Truth and Insanity in Boswell's 'Tumbledown'

Robert Boswell’s new novel Tumbledown (Graywolf) is a multifaceted work that covers a vast scope from tragedy to identity to mental illness. The narrative mostly centers on James Candler, a counselor at a posh Southern California treatment center specializing in everything from schizophrenia to suicidal behavior — yet the story is almost just as much about Candler’s patients, his family, his friends and the other people in his life. Boswell’s use of both roaming viewpoint and an omniscient narrator allows so many dimensions within the story that there is no single focal point.

This is not the first time Boswell has used omniscient narration, and the experience shows. Though the book offers plenty in terms of plot, the novel's driving force is the tension created by being in so many characters’ heads, offering views of each from seemingly every angle. Admittedly, the changing of perspectives is at first a barrier for getting into the book, but once immersed in the narrative, the device provides readers total access to a story in a way few books venture to. It seems that Boswell is attempting to approach something like truth.

Absolute truth is not a concept much in fashion in contemporary fiction, and is generally taken to be an impossible project anyway, but this novel comes as close as any I’ve ever read. The story goes so in depth into the perspectives of each character, providing so much context for the story and so many opinions and points of view that it would likely fall apart without the continual guidance of the omniscient narrator. Structure echoes intention: In order to get to the heart of the themes, we have to see everything, and we do. By the end, it does feel as though we have experienced, if not complete truth, something very close.
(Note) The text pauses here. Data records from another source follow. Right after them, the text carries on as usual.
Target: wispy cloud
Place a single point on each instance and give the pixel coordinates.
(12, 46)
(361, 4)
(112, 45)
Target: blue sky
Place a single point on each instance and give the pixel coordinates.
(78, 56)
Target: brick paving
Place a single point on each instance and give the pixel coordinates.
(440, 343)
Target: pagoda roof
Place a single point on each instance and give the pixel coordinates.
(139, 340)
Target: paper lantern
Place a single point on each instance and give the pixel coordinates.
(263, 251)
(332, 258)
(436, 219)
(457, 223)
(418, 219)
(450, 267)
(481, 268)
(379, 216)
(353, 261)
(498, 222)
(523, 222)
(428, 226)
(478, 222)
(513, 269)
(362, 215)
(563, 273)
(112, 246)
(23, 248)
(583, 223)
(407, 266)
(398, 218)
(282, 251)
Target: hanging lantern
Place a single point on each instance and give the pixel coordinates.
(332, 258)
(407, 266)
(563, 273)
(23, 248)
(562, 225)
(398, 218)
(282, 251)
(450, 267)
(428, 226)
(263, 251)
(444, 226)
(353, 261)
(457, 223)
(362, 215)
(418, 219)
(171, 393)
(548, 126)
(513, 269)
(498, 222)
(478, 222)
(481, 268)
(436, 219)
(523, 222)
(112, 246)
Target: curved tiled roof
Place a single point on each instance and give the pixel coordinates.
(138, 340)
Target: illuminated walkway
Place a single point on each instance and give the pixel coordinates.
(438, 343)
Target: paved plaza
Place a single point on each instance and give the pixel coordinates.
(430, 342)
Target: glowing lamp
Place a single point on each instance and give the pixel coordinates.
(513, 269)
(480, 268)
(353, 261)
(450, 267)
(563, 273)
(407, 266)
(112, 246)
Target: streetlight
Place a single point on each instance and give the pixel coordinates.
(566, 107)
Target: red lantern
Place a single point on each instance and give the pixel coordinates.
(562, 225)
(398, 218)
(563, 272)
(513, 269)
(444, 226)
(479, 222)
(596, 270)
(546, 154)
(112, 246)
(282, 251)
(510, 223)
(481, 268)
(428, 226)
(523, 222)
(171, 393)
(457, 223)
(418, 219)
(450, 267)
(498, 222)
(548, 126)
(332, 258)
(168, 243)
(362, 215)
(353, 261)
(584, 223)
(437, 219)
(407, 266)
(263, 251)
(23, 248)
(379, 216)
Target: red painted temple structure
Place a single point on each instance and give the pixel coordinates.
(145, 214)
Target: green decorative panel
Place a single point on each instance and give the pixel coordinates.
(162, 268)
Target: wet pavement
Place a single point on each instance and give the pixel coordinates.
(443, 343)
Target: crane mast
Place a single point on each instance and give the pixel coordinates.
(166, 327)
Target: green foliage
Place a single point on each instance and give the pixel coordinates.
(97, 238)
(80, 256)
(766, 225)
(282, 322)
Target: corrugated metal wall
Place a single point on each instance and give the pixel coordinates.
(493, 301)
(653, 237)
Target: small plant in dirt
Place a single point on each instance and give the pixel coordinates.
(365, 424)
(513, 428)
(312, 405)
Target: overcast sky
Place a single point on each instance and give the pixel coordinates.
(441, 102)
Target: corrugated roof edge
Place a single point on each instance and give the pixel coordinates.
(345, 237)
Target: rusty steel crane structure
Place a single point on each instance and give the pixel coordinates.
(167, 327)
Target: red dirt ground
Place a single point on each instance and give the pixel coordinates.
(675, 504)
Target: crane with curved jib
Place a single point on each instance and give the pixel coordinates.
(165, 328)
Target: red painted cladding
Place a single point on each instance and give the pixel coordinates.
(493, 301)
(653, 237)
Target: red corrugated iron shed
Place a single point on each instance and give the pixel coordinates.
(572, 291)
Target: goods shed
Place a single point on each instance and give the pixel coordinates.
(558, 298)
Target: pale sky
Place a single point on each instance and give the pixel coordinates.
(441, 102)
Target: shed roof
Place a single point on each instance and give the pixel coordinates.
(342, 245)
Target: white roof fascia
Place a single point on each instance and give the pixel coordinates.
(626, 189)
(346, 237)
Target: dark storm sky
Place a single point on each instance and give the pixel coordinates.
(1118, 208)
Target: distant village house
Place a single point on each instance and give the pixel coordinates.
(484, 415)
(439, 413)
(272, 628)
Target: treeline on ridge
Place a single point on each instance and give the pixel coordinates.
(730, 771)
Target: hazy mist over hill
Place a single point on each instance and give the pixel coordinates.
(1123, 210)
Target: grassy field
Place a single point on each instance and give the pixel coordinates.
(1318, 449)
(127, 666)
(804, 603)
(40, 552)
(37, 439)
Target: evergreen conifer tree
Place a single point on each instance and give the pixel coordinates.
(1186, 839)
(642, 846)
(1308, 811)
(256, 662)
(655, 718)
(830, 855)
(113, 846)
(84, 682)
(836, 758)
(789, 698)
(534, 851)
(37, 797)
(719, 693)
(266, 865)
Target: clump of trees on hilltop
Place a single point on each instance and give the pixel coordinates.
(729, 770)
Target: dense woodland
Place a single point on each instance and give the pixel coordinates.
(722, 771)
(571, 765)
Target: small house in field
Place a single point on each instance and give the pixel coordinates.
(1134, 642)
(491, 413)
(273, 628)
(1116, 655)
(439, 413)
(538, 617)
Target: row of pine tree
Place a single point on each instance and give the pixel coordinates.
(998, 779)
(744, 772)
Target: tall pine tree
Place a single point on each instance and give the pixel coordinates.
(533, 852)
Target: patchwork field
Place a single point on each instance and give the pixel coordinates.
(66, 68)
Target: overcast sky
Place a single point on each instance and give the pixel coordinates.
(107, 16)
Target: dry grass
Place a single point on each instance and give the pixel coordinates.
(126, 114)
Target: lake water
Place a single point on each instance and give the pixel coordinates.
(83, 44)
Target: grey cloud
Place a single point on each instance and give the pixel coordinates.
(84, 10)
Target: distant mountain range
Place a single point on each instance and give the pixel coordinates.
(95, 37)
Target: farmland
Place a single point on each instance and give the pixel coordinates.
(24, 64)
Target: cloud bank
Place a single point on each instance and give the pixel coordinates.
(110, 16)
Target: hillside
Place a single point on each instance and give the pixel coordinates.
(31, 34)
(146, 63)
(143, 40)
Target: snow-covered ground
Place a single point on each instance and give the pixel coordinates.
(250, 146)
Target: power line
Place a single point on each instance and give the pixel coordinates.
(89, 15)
This preoccupation with truth is fascinating in and of itself, but is amplified even moreso by the presence of mental health issues throughout the novel. Conventional wisdom might hold that having a mental disorder like schizophrenia makes one less likely to understand truth, but this book turns the notion on its head. The patients at the treatment center are portrayed as every bit as valid in their viewpoints as their non-committed counterparts. They just operate differently. As a young James Candler tries to explain to his parents about his mentally ill brother Pook, “It’s like we’re dogs…but Pook’s a cat. He doesn’t make any sense to dogs, but that doesn’t mean he doesn’t make sense to anybody…If we could see him through cat eyes, he’d make perfect sense.”

In some ways, this novel is an attempt at “cat eyes.” Tumbledown is concerned with truth that ironically draws heavily on the perfectly valid perspective of disturbed individuals (both clinically sane and insane). And the line between the two is finer than one would expect. “Every sane person,” Boswell writes, “has to find every day some manner of accommodating the impossible, some way of covering up for the failures of the rational world. This might actually be a reasonable definition of sanity.” The book then, in its quest for truth, is almost outside of this project, embracing the impossible and unexplainable, the “states of being that have no name” and randomness inherent in life.

Whether dealing with questions of truth or insanity, the overall bent of the novel is clear: it’s difficult to live in this crazy world, and even more difficult to make sense of it. So dive into Boswell’s novel of love affairs, messy friendships, family tragedies, human frailty, and things we don’t understand about ourselves. It can make you see the world in a whole new way.